I wasn't standing in a hotel room heartbroken over a man I'd known for less than twenty-four hours.

I wasn't.

But as I shoved my phone into my pocket, I couldn't ignore the small, stubborn ache that had taken up residence somewhere beneath my ribs.

One night didn't automatically mean more. One conversation didn't guarantee a future. One incredible birthday didn't magically transform into a love story. The logical part of my brain knew all of that. Unfortunately, the logical part of my brain hadn't spent the previous evening with Thane.

Cold air greeted me the moment I stepped through the revolving doors.

The city was fully awake now, commuters moving with purpose while holiday shoppers hurried along the sidewalks carrying brightly colored bags.

Somewhere nearby, Christmas music drifted from a storefront speaker, cheerful and relentless.

A few minutes later, I boarded a bus. The ride gave me too much time to think.

By the time I reached my apartment, I had replayed the previous evening so many times that individual moments had begun to blur together.

I kicked off my shoes and stood in the middle of the living room for a moment. The silence settled around me almost immediately. I sank onto the couch and leaned my head back against the cushions.

The emotional crash wasn't dramatic. There were no tears, no declarations of heartbreak, and no fantasies about what might have been.

I had spent less than twelve hours with Thane.

Rationally, I knew that. Unfortunately, rationality had very little defense against loneliness.

And for the first time since waking up, I let myself admit the truth. I missed him.

The admission sat uncomfortably in my chest for a few moments before I pushed myself off the couch. Sitting there wasn't accomplishing anything except giving my thoughts more room to wander, and my thoughts had already proven they couldn't be trusted where Thane was concerned.

The first thing I did was change into softer clothes.

Jeans and a button-down shirt had made sense for a birthday dinner.

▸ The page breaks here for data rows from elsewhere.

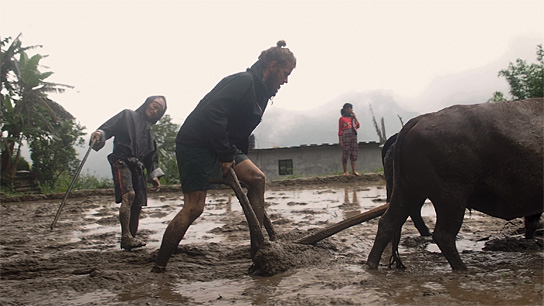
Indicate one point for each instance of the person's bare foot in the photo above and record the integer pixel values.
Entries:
(131, 243)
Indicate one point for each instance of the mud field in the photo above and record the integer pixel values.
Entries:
(80, 261)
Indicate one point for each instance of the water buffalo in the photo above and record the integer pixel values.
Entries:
(387, 161)
(486, 157)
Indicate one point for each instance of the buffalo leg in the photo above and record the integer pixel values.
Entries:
(449, 218)
(390, 224)
(418, 221)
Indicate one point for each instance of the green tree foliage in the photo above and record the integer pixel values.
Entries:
(54, 154)
(525, 80)
(27, 114)
(165, 133)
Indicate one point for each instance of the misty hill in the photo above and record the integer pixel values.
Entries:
(283, 128)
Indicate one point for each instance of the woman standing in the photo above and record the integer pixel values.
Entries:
(347, 137)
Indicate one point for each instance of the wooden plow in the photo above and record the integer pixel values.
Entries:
(274, 257)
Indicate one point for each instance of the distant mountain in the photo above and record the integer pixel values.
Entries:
(284, 128)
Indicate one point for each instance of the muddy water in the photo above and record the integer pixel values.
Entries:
(80, 263)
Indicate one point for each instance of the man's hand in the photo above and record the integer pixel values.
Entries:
(225, 167)
(156, 184)
(96, 136)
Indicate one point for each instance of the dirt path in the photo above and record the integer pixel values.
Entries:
(80, 262)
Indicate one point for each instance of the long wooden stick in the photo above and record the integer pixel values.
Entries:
(234, 183)
(342, 225)
(72, 184)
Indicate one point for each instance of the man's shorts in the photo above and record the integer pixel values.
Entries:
(196, 166)
(126, 178)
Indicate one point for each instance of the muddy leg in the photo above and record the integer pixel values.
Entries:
(255, 181)
(418, 221)
(127, 240)
(134, 219)
(449, 218)
(531, 225)
(389, 227)
(176, 229)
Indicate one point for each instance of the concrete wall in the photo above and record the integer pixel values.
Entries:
(315, 160)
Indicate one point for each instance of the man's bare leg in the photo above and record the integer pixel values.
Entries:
(255, 181)
(135, 211)
(128, 242)
(176, 229)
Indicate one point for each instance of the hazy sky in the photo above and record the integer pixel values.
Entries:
(116, 53)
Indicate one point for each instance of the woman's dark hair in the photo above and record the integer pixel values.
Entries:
(345, 108)
(148, 101)
(279, 53)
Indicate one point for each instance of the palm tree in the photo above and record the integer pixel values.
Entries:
(26, 111)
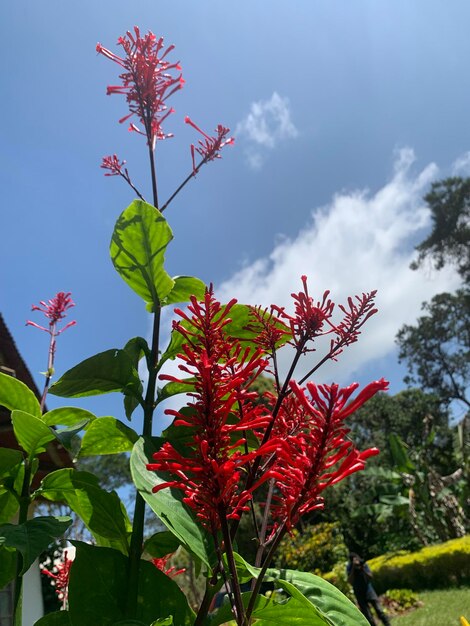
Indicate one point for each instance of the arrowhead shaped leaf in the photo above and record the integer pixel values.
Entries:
(107, 435)
(102, 512)
(184, 287)
(16, 395)
(98, 590)
(137, 249)
(67, 416)
(31, 432)
(102, 373)
(167, 505)
(33, 537)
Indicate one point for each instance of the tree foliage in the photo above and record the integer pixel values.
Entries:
(437, 348)
(449, 241)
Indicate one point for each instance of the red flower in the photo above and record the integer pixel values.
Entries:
(147, 81)
(309, 318)
(113, 165)
(55, 311)
(316, 452)
(209, 148)
(60, 577)
(212, 468)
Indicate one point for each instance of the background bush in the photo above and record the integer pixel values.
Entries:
(439, 566)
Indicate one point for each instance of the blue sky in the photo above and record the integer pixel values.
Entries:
(343, 112)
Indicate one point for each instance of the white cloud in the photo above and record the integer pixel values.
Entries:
(461, 166)
(360, 242)
(267, 123)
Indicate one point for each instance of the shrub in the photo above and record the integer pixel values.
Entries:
(317, 548)
(400, 600)
(439, 566)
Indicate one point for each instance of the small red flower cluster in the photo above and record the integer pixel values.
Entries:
(301, 439)
(60, 577)
(209, 149)
(147, 81)
(316, 452)
(55, 311)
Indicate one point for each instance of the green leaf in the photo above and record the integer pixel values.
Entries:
(67, 416)
(107, 435)
(136, 348)
(174, 388)
(161, 544)
(102, 373)
(59, 618)
(98, 590)
(31, 432)
(400, 456)
(331, 606)
(102, 512)
(167, 505)
(9, 459)
(33, 537)
(16, 395)
(137, 250)
(184, 287)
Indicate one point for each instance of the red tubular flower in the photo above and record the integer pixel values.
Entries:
(113, 165)
(147, 81)
(210, 471)
(60, 577)
(316, 452)
(209, 148)
(55, 311)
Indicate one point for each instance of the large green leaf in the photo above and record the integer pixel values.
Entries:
(105, 372)
(107, 435)
(33, 537)
(16, 395)
(137, 250)
(31, 432)
(102, 512)
(161, 544)
(174, 388)
(67, 416)
(167, 505)
(184, 287)
(331, 606)
(59, 618)
(98, 590)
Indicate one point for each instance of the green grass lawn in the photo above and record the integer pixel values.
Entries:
(441, 608)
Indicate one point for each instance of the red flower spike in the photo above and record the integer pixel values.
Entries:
(113, 165)
(55, 311)
(316, 453)
(211, 470)
(147, 81)
(209, 148)
(309, 319)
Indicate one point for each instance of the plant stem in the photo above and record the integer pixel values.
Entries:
(235, 583)
(22, 518)
(137, 538)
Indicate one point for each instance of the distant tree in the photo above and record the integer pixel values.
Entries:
(449, 241)
(437, 348)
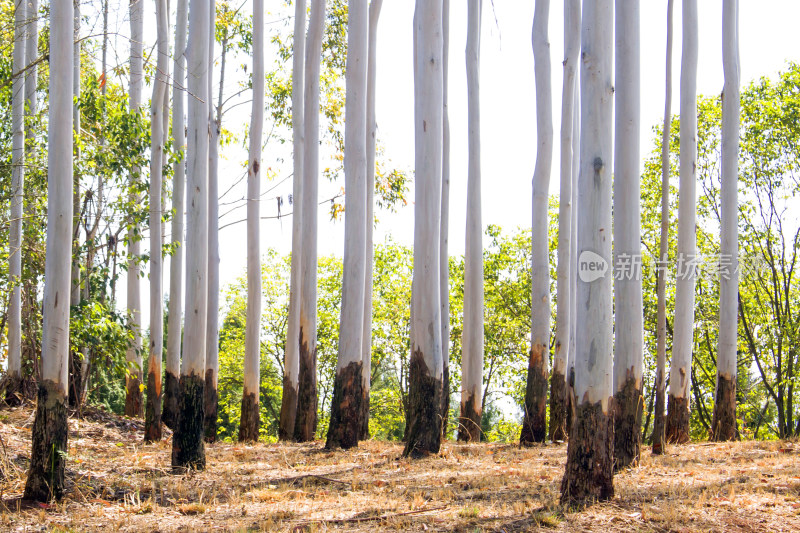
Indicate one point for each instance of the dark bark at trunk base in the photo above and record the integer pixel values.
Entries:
(364, 414)
(345, 424)
(469, 423)
(724, 427)
(445, 402)
(677, 431)
(49, 447)
(250, 420)
(305, 426)
(133, 397)
(589, 475)
(210, 398)
(188, 448)
(628, 404)
(152, 414)
(288, 411)
(534, 425)
(169, 414)
(558, 407)
(424, 424)
(659, 434)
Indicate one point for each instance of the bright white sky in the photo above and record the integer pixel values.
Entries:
(769, 39)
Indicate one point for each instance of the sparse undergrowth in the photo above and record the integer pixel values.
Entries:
(116, 483)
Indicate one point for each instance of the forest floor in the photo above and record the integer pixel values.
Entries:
(116, 483)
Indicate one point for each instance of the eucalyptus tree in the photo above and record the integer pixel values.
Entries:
(426, 366)
(291, 364)
(249, 421)
(345, 422)
(444, 254)
(372, 130)
(188, 450)
(152, 427)
(49, 435)
(589, 471)
(566, 270)
(534, 425)
(14, 370)
(628, 318)
(663, 253)
(306, 419)
(174, 321)
(724, 423)
(133, 398)
(212, 322)
(469, 427)
(677, 429)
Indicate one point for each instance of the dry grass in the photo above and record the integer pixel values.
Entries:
(115, 483)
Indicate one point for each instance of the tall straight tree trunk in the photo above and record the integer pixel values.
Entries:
(75, 287)
(152, 419)
(175, 321)
(661, 282)
(558, 379)
(628, 331)
(345, 423)
(49, 435)
(188, 449)
(212, 323)
(426, 366)
(677, 429)
(444, 254)
(249, 422)
(534, 425)
(372, 129)
(589, 473)
(306, 420)
(14, 371)
(469, 427)
(291, 364)
(724, 424)
(133, 398)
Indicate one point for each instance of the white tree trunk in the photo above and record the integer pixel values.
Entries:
(628, 331)
(372, 130)
(424, 434)
(248, 428)
(724, 425)
(565, 273)
(472, 337)
(17, 187)
(306, 421)
(49, 435)
(155, 349)
(187, 448)
(534, 425)
(661, 282)
(592, 432)
(291, 364)
(678, 414)
(133, 401)
(212, 322)
(444, 235)
(175, 320)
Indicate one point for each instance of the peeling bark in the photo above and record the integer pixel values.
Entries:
(590, 473)
(677, 430)
(628, 403)
(188, 448)
(49, 436)
(348, 395)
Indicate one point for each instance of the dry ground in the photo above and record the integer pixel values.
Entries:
(115, 483)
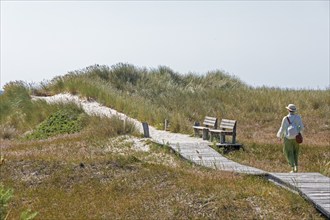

They felt ridiculous now. A few minutes later, I was wearing an old university hoodie that had survived almost four years of classes, laundry cycles, and bad decisions, along with a pair of worn sweatpants that probably should have been retired months ago.

I wandered into the kitchen and made coffee, more out of habit than actual desire for caffeine. While it brewed, I stood by the window and looked out over the street below.

The apartment building sat a few blocks from campus, tucked between older brick buildings that housed a mixture of students, young professionals, and people who had probably lived in the neighborhood long before the university started expanding into it.

Down on the sidewalk, a student wearing a university hoodie hurried toward the bus stop with a backpack bouncing against his shoulders.

Across the street, someone wrestled a rolling suitcase down a flight of steps while another person loaded boxes into the trunk of a car.

Christmas break had begun.

Some people were heading home to families and traditions. Others were staying put for one reason or another.

The neighborhood carried on around them. Cars moved through the intersection. A delivery truck stopped outside the corner café. Somewhere below, a dog barked enthusiastically at something only it could see.

Life continued.

The world didn't stop simply because I'd had one unexpectedly perfect night.

Coffee mug in hand, I returned to the couch and reached automatically for the blanket draped across the armrest. The fleece was soft from years of use, and I pulled it over my lap.

A moment later, I grabbed the nearest pillow and tucked it against my side before opening the novel I'd been halfway through for nearly two weeks.

I managed exactly four pages before the words began to blur together.

Every few paragraphs, I caught myself rereading the same sentence because my attention had drifted somewhere else entirely. One minute, I was supposed to be following the plot. The next, I was remembering the way Thane laughed or the warmth of his hand against the small of my back.

Eventually, I gave up.

I slid the book onto the coffee table. I settled deeper into the cushions. And despite everything I'd told myself that morning, the last thought I had before falling asleep was about Thane.